Bitcoin’s ‘quiet boom’ in Africa

  • Migrant worker remittances and young, tech-savvy users help drive cryptocurrency’s rising fortunes on the continent

LAGOS: Four months ago, Abolaji Odunjo made a fundamental change to his business selling mobile phones in a bustling street market in Lagos: He started paying his suppliers in bitcoin.

Odunjo sources handsets and accessories from China and the UAE. His Chinese suppliers asked to be paid in the cryptocurrency, he said, for speed and convenience.

The shift has boosted his profits, as he no longer has to buy dollars using the Nigerian naira or shell out fees to money-transfer firms. It is also one example of how, in Africa, bitcoin — the original and biggest cryptocurrency — is finding the practical use that it has largely failed to elsewhere.

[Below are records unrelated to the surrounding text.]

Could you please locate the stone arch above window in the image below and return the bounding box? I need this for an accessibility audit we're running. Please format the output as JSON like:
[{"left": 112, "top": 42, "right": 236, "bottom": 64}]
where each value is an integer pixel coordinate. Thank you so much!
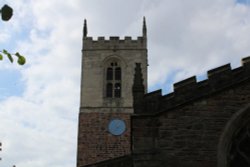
[{"left": 104, "top": 57, "right": 122, "bottom": 98}]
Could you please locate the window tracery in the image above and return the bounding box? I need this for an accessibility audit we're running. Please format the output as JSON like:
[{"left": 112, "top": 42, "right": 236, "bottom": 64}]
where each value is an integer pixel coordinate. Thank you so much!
[{"left": 105, "top": 60, "right": 122, "bottom": 98}]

“Bitcoin helped to protect my business against the currency devaluation, and enabled me to grow at the same time,” Odunjo said. “You don’t have to pay charges, you don’t have to buy dollars.” 

Odunjo is one of many people at the heart of a quiet bitcoin boom in Africa, driven by payments from small businesses as well as remittances sent home from migrant workers, according to data shared exclusively with Reuters and interviews with around 20 bitcoin users and five cryptocurrency exchanges.

Monthly cryptocurrency transfers to and from Africa of under $10,000 — typically made by individuals and small businesses — jumped more than 55 percent in a year to reach $316 million in June, the data from US blockchain research firm Chainalysis shows.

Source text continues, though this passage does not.